Stanford netted $1.6 billion in investment gains from the University’s Merged Pool, which contains most of Stanford’s endowment funds, according to annual financial results released on Thursday. The 5.6% return — though Stanford’s chief financial officer said it was higher than expected — marks a decrease from 2019’s returns of 6.5% and 2018’s returns of 11.3%.
At Thursday’s Faculty Senate meeting, Provost Persis Drell introduced budget cuts totaling around $100 million, saying that while the endowment performed “better than expected,” the University had been unable to invite as many students as it had planned to campus for fall quarter. Endowment payouts are used to support functions including research and student financial aid.
The endowment was valued at $28.9 billion as of Aug. 31, indicating a year-over-year increase of 4.5%.
The performance is “welcome news” that “will help offset a worse than expected revenue shortfall caused by our inability to bring back two undergraduate classes in the fall quarter,” Randy Livingston, Stanford’s chief financial officer and vice president for business affairs, told Stanford News.
University units were asked in April to “prepare for perhaps the worst” by developing budget plans that would account for a 15% reduction in endowment payout and a 10% reduction in general funds. The Stanford Board of Trustees approved a conservative budget this June that increases endowment payouts to student financial aid by 3% and raises endowment spending overall, despite anticipating both decreased revenue and weaker returns.

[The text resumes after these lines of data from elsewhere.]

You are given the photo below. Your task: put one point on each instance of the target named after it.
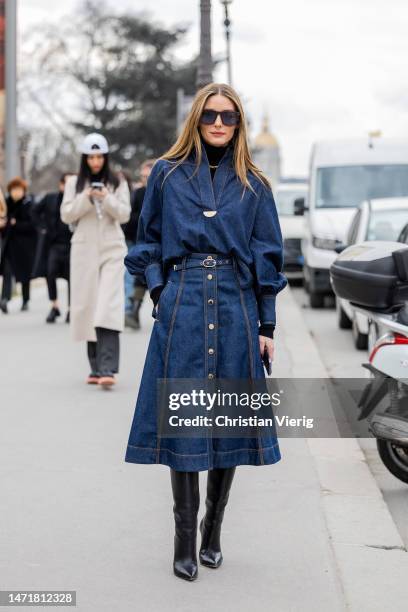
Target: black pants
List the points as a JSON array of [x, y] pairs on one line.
[[57, 267], [8, 283], [103, 354]]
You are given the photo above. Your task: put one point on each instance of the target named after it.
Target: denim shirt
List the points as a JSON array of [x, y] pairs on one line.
[[184, 213]]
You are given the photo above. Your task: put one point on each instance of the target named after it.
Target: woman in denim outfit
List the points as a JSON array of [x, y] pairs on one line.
[[209, 247]]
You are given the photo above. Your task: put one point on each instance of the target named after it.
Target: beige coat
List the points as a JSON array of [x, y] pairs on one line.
[[98, 248]]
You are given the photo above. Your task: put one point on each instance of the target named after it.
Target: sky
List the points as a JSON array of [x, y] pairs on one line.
[[319, 68]]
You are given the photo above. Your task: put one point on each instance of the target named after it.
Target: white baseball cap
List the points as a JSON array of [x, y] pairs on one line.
[[94, 143]]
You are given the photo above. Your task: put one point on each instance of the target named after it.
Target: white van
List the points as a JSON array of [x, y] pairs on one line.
[[286, 194], [343, 173]]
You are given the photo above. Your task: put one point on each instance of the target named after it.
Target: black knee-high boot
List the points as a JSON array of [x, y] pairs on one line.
[[218, 487], [186, 494]]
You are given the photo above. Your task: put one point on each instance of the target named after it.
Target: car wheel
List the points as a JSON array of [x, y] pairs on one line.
[[343, 320], [360, 340], [395, 458], [316, 300]]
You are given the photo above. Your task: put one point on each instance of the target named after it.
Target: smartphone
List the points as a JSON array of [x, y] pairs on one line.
[[267, 362]]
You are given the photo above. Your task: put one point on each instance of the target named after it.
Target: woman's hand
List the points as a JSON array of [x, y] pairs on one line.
[[264, 341], [99, 194]]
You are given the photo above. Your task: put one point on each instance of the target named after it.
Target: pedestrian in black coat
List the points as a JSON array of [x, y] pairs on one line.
[[53, 252], [18, 242]]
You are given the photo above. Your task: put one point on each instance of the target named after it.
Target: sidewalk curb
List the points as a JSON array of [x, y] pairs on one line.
[[370, 555]]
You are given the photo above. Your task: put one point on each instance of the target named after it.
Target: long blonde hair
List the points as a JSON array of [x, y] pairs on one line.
[[189, 137]]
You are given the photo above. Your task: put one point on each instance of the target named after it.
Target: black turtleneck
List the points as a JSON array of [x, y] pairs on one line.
[[214, 154]]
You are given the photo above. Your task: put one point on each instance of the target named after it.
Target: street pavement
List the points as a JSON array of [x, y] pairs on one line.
[[310, 533]]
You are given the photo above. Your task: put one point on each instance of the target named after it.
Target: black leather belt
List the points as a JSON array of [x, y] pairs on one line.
[[202, 260]]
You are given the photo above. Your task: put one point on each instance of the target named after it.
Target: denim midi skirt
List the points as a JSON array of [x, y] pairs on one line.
[[206, 325]]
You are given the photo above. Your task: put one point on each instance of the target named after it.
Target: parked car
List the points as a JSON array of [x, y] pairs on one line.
[[342, 175], [380, 219], [286, 194]]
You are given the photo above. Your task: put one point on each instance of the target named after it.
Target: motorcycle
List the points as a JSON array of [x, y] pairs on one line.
[[388, 369]]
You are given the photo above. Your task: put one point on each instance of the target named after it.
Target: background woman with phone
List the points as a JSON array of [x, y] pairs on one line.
[[96, 203]]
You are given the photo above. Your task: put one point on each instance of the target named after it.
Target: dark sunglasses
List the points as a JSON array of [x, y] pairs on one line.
[[208, 117]]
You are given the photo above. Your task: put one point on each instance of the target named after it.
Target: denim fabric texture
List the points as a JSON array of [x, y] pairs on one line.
[[206, 319]]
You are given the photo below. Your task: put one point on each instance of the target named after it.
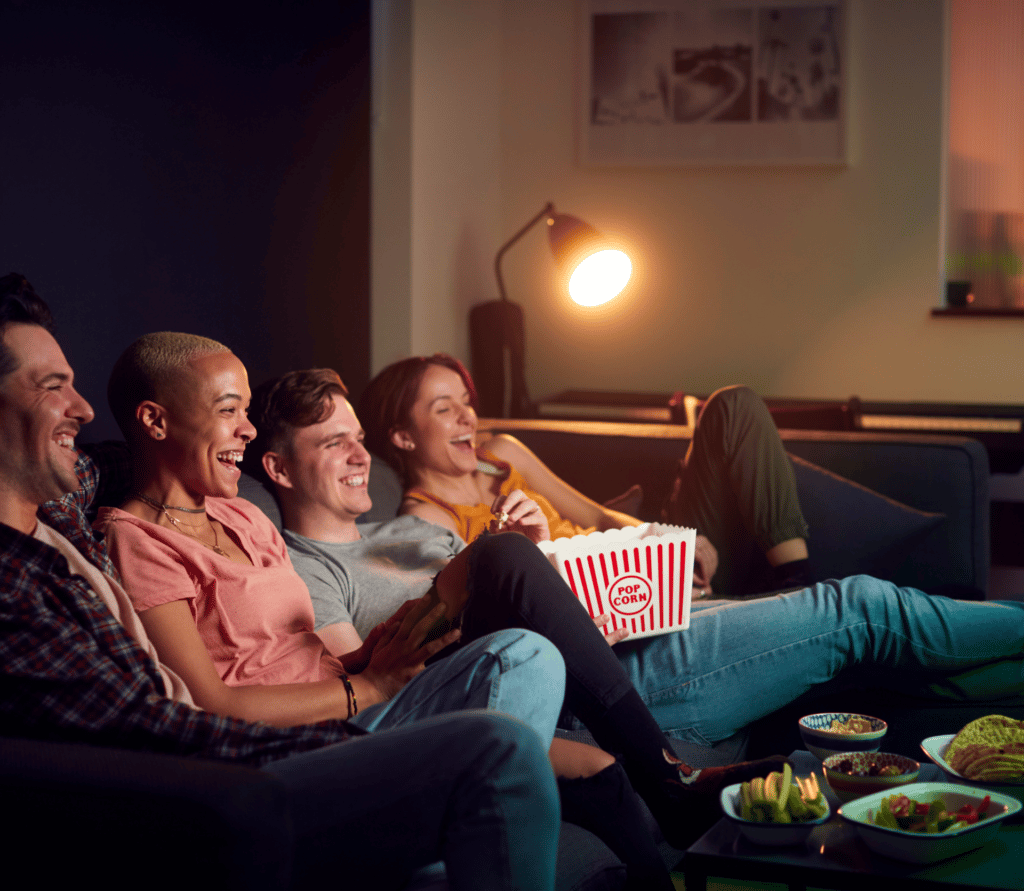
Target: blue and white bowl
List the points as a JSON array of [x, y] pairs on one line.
[[821, 741]]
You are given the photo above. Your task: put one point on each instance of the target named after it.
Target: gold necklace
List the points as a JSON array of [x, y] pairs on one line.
[[215, 547]]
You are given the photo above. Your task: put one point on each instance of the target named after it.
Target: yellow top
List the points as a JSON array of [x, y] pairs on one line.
[[473, 519]]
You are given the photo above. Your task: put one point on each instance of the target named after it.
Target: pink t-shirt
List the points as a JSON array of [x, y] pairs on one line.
[[256, 622]]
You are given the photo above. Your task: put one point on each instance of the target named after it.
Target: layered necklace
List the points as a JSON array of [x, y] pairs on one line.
[[187, 528]]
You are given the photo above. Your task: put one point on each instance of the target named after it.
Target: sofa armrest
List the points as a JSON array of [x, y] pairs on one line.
[[118, 818]]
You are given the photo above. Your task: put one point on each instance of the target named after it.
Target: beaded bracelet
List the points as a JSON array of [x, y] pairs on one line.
[[353, 707]]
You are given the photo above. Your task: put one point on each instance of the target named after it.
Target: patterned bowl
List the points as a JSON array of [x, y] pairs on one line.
[[848, 788], [822, 741]]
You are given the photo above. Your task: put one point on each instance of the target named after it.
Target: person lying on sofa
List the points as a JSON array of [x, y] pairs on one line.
[[210, 577], [735, 485], [738, 661], [77, 667]]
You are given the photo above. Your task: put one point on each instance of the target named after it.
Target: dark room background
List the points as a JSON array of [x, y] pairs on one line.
[[190, 167]]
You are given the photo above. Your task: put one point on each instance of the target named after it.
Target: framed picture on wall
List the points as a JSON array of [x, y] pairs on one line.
[[701, 82]]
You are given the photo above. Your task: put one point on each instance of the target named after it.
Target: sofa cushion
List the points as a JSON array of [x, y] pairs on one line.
[[853, 528]]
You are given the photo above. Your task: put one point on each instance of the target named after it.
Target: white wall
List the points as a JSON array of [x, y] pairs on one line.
[[800, 282]]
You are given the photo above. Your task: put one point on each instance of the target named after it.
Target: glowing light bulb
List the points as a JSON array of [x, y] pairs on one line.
[[599, 278]]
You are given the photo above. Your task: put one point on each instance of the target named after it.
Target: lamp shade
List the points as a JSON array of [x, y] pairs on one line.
[[596, 272]]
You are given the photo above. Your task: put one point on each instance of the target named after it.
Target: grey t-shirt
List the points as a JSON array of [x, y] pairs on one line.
[[366, 581]]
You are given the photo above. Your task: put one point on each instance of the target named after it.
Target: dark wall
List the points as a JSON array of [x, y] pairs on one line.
[[190, 167]]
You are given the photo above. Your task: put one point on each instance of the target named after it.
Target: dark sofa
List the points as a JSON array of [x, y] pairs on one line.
[[911, 507]]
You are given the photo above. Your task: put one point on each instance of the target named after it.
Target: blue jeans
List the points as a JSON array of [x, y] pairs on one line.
[[740, 661], [473, 789]]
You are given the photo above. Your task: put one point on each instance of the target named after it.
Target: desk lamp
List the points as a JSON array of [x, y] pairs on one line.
[[595, 273]]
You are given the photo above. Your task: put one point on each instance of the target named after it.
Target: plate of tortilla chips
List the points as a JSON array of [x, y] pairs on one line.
[[987, 753]]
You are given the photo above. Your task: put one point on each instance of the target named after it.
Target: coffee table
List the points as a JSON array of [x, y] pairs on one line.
[[836, 857]]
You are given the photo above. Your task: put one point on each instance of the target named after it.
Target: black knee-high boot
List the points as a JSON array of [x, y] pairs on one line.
[[606, 805]]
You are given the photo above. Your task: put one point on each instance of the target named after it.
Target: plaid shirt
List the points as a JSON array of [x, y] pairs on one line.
[[72, 673]]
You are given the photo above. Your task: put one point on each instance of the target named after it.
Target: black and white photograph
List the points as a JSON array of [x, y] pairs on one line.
[[712, 81], [799, 64]]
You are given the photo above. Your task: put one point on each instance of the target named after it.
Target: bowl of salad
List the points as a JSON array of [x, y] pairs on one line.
[[852, 774], [925, 822], [833, 732]]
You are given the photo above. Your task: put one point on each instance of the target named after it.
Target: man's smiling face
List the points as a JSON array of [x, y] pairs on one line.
[[328, 466], [40, 415]]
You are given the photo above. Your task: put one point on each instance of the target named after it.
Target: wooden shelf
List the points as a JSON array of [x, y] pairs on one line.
[[980, 311]]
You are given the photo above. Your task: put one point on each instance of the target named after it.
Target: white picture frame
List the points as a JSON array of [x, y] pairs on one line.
[[709, 82]]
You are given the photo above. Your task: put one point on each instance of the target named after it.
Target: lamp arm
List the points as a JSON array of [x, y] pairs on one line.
[[549, 209]]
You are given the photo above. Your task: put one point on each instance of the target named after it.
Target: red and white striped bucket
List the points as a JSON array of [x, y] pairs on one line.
[[640, 576]]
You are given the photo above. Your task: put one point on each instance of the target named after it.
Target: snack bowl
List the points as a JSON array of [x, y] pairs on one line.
[[848, 788], [935, 748], [929, 847], [822, 741], [766, 834]]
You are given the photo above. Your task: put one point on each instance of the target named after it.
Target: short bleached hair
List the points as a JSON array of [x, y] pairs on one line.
[[146, 369]]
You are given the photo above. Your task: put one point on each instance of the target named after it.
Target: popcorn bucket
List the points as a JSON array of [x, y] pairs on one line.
[[640, 576]]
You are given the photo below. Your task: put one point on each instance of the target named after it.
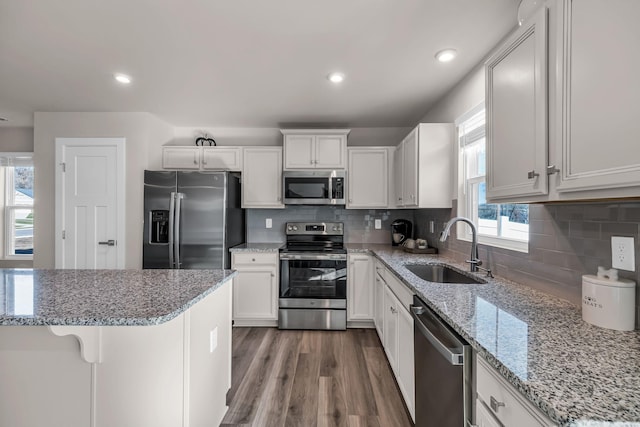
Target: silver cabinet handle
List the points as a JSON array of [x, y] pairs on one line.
[[551, 169], [495, 404]]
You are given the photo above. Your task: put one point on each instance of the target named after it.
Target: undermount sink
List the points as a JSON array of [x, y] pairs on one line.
[[441, 274]]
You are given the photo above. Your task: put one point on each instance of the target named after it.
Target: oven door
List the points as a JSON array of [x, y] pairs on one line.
[[313, 281]]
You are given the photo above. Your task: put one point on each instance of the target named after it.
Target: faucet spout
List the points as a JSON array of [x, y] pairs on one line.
[[474, 261]]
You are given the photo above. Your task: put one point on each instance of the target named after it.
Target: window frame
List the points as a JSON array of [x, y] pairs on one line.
[[466, 206], [9, 162]]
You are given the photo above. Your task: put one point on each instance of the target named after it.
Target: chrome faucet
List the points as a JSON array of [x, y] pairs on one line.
[[474, 261]]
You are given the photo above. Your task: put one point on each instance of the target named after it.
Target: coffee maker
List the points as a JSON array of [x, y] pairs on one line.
[[401, 230]]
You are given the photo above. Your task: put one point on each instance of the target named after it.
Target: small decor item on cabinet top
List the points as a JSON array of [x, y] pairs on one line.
[[608, 301], [205, 138]]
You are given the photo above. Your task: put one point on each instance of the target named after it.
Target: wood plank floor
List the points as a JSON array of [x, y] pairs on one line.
[[312, 378]]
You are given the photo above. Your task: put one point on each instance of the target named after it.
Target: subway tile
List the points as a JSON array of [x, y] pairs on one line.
[[584, 230]]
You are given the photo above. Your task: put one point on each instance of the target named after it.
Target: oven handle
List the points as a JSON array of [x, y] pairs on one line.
[[453, 357], [312, 257]]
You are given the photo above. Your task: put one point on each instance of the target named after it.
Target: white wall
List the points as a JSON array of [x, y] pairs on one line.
[[137, 128], [16, 139]]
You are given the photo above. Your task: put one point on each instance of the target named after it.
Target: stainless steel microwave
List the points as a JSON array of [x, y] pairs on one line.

The 5.6% return trails returns of peer institutions’ endowments, such as Yale (6.8%) and Harvard (7.3%). But it outperformed the median return of 1.6% from other college endowments tracked by Cambridge Associates, according to Stanford News.
Stanford Management Company controls the Merged Pool, which is now valued at $30.3 billion and includes the majority of endowment funds. The rest of the endowment is composed of endowed lands and separately managed investments.
Endowment returns make up roughly 20% of the University’s annual operating budget, although about 75% of total endowment funds are restricted for certain use for the specific purpose designated by the donor.